The bald-faced hornet (Dolichovespula maculata), also known as the white-faced hornet, is a large social wasp that lives in a colony. It is not a true hornet, rather is more like wasps.
It is distinguished by a black body and ivory-white markings on its face, thorax, legs and abdomen. Adults average 15-20mm in length, making them larger than yellow jackets.
They are most active during the day consuming sugary liquids like nectar or juices. Worker bald-faced hornets bring back insects or carrion for the larvae in their nest. Bald-faced hornets have a positive effect on our environment. They help pollinate flowers while in pursuit of nectar, and they help decrease populations of nuisance insects.
They are widespread throughout North America, with aerial nests built of paper, which hang from trees, buildings, bushes, shrubs and overhangs. These nests are often away from people. By the end of the summer these nests can be very large, similar in size for a basketball, and containing up to 700 workers.
Sometimes, white-faced hornet nests are built on homes, garages or sheds that are near humans. In these cases, they become a serious concern due to their very aggressive nature. Like yellow jackets, they will fiercely defend their nest, and can sting more than once. They will also chase their victim long distances to sting them.

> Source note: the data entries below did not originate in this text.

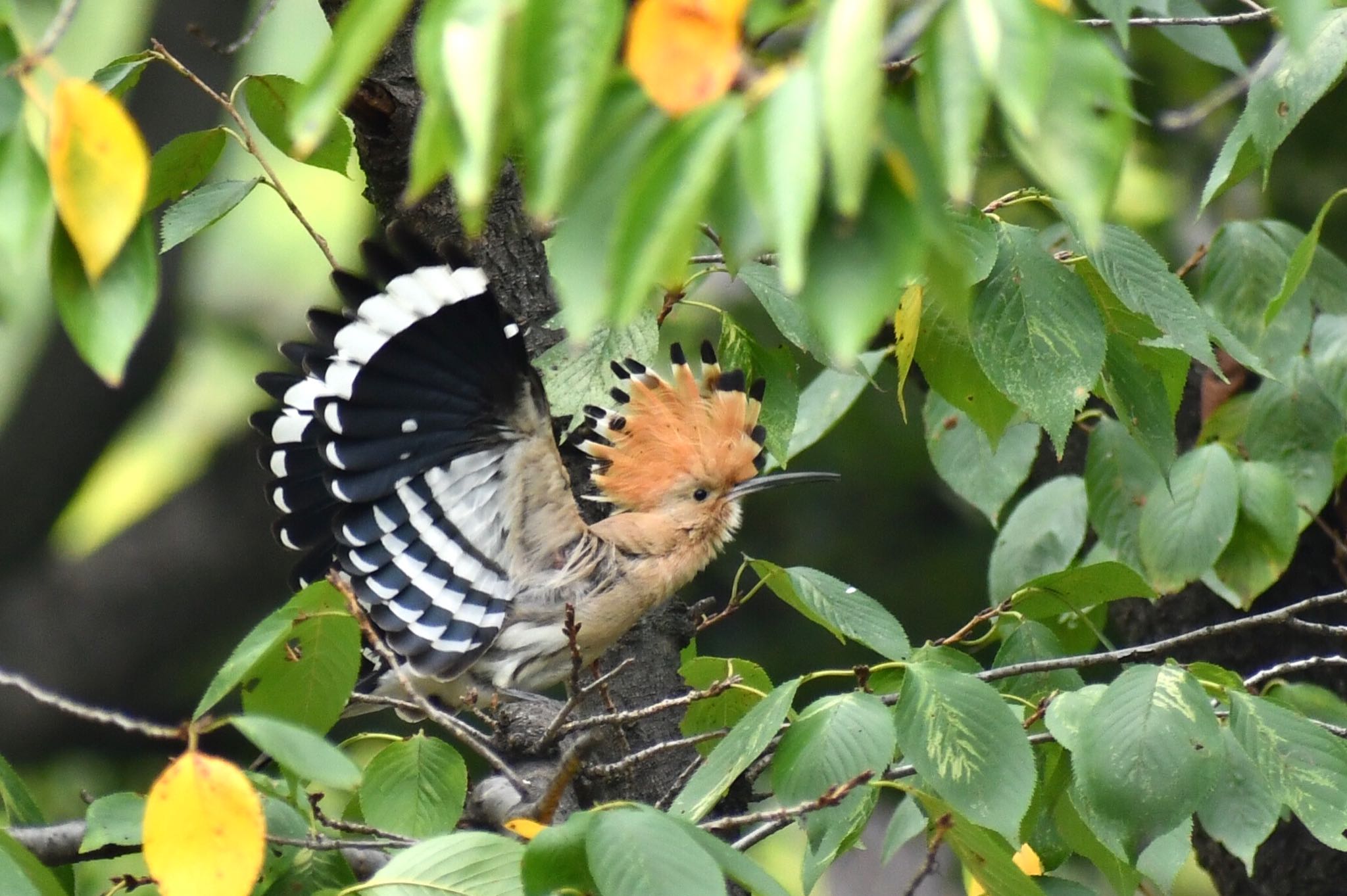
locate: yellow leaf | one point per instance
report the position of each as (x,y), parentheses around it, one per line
(1025,860)
(907,323)
(100,171)
(685,53)
(204,829)
(526,828)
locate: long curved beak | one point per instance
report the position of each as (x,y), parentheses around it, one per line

A bald-faced hornet colony begins in the spring. A fertilized female awakes from overwintering, and will begin to construct the nest she will reign over. The paper-like nests are made from a paste she makes by chewing cellulose from rotted or weathered wood. Nests can survive winters; however, they are not re-used by a queen or colony. With every spring, there are new queen bald-faced hornets, and new nests. She lays a single egg inside each cell as she constructs her new nest. These eggs will hatch into larvae and feed on nectar and other insects provided by the queen until they mature into infertile female workers. They help by expanding the nest, finding food and caring for the queen and her young hornets.
Male bald-faced hornets are hatched in late summer, along with fertile females. Post mating, fertilized females seek protective shelter to overwinter (hibernate) until the spring, when they will become the next generation of queens. All other bald-face hornets die once winter sets in.